- Directed by: Sameer Vidwans
- Starring: Gashmeer Mahajani; Spruha Joshi; Nirmiti Sawant; Kamlesh Sawant;
- Release date: 11 August 2017;
- Country: India
- Language: Marathi

= Mala Kahich Problem Nahi =

Mala Kahich Problem Nahi is a 2017 Indian Marathi-language drama film directed by Sameer Vidwans and produced by Torque, Filmykeeda Productions. The film stars Gashmeer Mahajani, Spruha Joshi, Nirmiti Sawant and Kamlesh Sawant. It was released on 11 August 2017.

==Synopsis==
Ajay and Ketaki decide to get married in court after the constant clashes of egos between their respective families. Things complicate after their routine lives take a toll on their relationship.

== Cast ==
- Gashmeer Mahajani
- Spruha Joshi
- Nirmiti Sawant
- Kamlesh Sawant
- Vijay Nikam
- Mangal Kenkare
- Sahil Koparde
- Seema Deshmukh
- Arash Godbole
- Snehlata Vasayikar
- Satish Alekar

== Release ==
The film was theatrically released on 11 August 2017. Previously it was set to be released on 28 July 2017.

== Soundtrack ==

Track listing
| No. | Title | Singer(s) | Length |
|---|---|---|---|
| 1. | "Gaaz Yeto Go" | Bela Shende | 3:42 |
| 2. | "Tujyasathi" | Aanandi Joshi, Jasraj Jayant Joshi | 3:55 |
| 3. | "Virlya Kevha" | Abhay Jodhpurkar, Priyanka Barve | 4:32 |
| 4. | "Maunatuni" | Jasraj Jayant Joshi, Shruti Athavale, Jasraj Joshi | 3:32 |
| 5. | "Mala Kahich Problem Nahi" | Avadhoot Gupte and Neeti Mohan | 4:17 |
| Total length: |  |  | 19:18 |

== Reception ==
Ganesh Matkari of Pune Mirror wrote: "The credit should go to the actor as well as the director, Sameer Vidwans. After three well-crafted films, MKPN marks a slight but not serious dip in Vidwans’s career, in a film that shows us his craftsmanship but falls short when delivering the content".

Suparna Thombre of Cinestaan.com wrote: "In the last scene, the camera zooms out on Ajay and Ketaki, who are sharing a laugh and a drink, and continues to zoom out of the skyscraper to an aerial view of Mumbai — a metaphor for this being just one of the innumerable urban couples trying to navigate their relationship in a big city. For that reason alone, this film will resonate with many".

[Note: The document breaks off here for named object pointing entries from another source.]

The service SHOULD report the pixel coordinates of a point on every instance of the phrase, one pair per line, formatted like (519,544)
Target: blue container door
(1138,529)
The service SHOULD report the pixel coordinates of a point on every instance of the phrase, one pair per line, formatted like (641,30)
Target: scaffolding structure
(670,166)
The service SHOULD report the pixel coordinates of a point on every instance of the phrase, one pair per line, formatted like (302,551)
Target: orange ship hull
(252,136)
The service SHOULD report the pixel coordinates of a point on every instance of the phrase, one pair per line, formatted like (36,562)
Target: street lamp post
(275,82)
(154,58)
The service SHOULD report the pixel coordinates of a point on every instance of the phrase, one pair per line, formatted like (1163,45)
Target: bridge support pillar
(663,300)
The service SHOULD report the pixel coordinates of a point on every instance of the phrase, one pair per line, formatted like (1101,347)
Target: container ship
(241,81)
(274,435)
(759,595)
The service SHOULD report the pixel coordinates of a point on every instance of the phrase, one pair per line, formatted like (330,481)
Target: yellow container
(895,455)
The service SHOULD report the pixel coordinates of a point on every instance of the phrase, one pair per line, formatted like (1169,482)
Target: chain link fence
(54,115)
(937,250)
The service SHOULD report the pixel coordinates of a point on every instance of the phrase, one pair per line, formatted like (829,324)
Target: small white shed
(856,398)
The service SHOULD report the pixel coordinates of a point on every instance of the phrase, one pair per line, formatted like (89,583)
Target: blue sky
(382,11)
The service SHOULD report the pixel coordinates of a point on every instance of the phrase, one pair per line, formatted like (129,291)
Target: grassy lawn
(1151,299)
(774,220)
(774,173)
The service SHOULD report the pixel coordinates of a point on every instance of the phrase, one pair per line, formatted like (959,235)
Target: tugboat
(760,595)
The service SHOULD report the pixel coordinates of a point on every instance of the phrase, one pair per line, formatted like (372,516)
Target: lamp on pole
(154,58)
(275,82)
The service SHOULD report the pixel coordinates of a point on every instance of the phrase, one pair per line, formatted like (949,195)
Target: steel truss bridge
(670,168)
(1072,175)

A reviewer of Loksatta wrote: "This is a film that tries to present this very important topic related to today's generation in a thoughtful way".

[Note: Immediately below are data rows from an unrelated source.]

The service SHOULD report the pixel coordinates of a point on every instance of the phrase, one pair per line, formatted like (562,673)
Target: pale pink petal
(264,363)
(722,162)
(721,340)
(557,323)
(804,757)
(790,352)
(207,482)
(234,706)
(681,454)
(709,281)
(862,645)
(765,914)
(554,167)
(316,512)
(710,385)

Mukund Kule of Maharashtra Times said: "All the actors in the movie have done a great job. Spruha Joshi has done a convincing job as always. But Gashmir's subdued-looking Ajay is better. Nirvana Sawant, Vijay Nikam, Mangal Kenkare, Satish Alekar, Seema Deshmukh are all renowned actors. So the acting side is great. The photography-music side is also fine".